Martinez told other officials his department’s priorities during that meeting.
“We are going to watch their businesses and we are going to be really patrolling the grocery stores to prevent people from losing their minds,” he said. “They’re losing their minds already, but it could get worse before it gets better.”
‘I’m just glad we’re past a really tough point’
A year after those tense first days and weeks of the crisis, nearly every official expressed gratitude for the community’s contribution making the pandemic response happen. It was more than wearing a mask: Olson talked of a law firm willing to facilitate, for free, public defense for virtual court proceedings; members of the business community donated their time, spaces and money to the effort; deputies and teachers and other critical employees continued their work to ensure the county could function.

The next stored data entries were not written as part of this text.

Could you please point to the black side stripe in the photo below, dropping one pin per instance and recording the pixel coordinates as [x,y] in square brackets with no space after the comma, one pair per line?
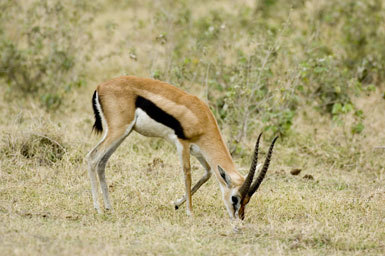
[160,116]
[98,127]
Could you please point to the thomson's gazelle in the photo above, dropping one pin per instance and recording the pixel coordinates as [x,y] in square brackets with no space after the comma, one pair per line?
[158,109]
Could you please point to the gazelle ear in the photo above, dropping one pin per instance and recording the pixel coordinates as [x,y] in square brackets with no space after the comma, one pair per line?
[226,178]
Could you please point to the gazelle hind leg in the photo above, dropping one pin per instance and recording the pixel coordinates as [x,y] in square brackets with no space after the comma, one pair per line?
[183,149]
[92,163]
[202,181]
[111,144]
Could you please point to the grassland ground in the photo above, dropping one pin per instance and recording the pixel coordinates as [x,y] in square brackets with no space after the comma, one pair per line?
[334,206]
[45,202]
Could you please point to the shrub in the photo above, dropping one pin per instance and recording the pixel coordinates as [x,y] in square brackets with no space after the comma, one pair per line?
[40,48]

And while many restrictions remain in place, the COVID-19 vaccination campaign appears on the cusp of ushering in the era of “new normal.”
The work is not over for the county leaders tasked with managing the crisis, but there’s a sense of cautious optimism about where the pandemic is headed.
Young thanked the community for its patience during an unprecedented experience.
“We’re navigating this for the first time, too, and learning about the virus and how to keep people safe,” she said. “Ultimately we’re responsible for health, safety and welfare. That’s what shapes everything we do. And I’m just glad we’re past a really tough point.”
Bullough, who is nearing retirement, said the year was the most stressful of his professional career, but was thankful that he had the chance to play a role in the county’s response.
“As long as I live,” he said, “I’ll never forget that whirlwind of events and the emotion tied to it.”